Scientific eating leads toward simplicity

Scientific eating consists in selecting the food the body requires according to age, occupation, and climate. These requirements can be supplied with a very few articles. The necessary changes in diet can always be made by varying the proportions. It is possible to select, for each of the four seasons of the year, three or four articles that will contain all the elements of nourishment the body needs, therefore true food science leads one inevitably toward the mono-diet plan; that is, making a meal of only one kind of food. Owing to our inherent desire to sit at the "groaning table" we may yet be a long distance from the mono-diet plan, but the science of human nutrition points with unerring certainty toward simplicity. It should be remembered, however, that one may eat, under nearly all conditions except extreme superacidity all he desires of one or two things—one preferred.

How foods become curative

In the light of modern medicine, no food has any specific curative property. Foods become curative only as they remove abnormal conditions, and they will remove abnormal conditions just to the extent that they can be perfectly digested and assimilated, and to the extent that waste matter is thoroughly eliminated from the body. In this way all possible resistance is removed, and Nature will build up the dis-eased and broken-down tissue in obedience to the law of animal evolution. This constructive process we call "curing."

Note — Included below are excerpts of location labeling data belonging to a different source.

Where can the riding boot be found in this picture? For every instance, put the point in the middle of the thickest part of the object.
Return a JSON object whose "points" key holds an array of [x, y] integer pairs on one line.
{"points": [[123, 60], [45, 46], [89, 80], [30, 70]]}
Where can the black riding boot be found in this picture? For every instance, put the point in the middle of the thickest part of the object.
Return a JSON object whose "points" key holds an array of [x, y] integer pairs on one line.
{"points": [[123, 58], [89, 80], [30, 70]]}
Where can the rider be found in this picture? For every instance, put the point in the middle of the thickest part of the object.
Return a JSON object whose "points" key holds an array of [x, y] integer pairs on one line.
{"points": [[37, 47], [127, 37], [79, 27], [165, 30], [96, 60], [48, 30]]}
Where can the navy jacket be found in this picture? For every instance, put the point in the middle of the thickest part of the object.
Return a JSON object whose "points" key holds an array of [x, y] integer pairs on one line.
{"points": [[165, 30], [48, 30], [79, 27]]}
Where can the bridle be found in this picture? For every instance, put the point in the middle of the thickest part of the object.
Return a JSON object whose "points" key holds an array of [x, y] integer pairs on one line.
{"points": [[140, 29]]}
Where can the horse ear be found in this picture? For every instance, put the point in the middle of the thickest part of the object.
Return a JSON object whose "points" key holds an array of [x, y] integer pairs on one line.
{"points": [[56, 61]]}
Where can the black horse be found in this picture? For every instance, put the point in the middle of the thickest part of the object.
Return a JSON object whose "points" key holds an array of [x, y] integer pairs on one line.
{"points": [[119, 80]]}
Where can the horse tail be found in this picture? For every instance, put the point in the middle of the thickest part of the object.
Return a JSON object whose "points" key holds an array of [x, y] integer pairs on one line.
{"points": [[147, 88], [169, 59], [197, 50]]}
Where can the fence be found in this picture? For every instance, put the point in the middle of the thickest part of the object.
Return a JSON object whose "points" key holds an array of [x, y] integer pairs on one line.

While the menus for each season of the year may seem to vary but little, especially when compared with the conventional omnivorous diet, yet experience has proved that the fewer the articles composing the meal, the better will be the results.

COOKING

SOME IMPORTANT FACTS REVEALED BY MODERN SCIENCE

The object of cooking is to tear down the cell-structure of foods, and to make them more digestible. After the cell-structure is demolished, every degree of heat to which foods are subjected injures the foods instead of improving them.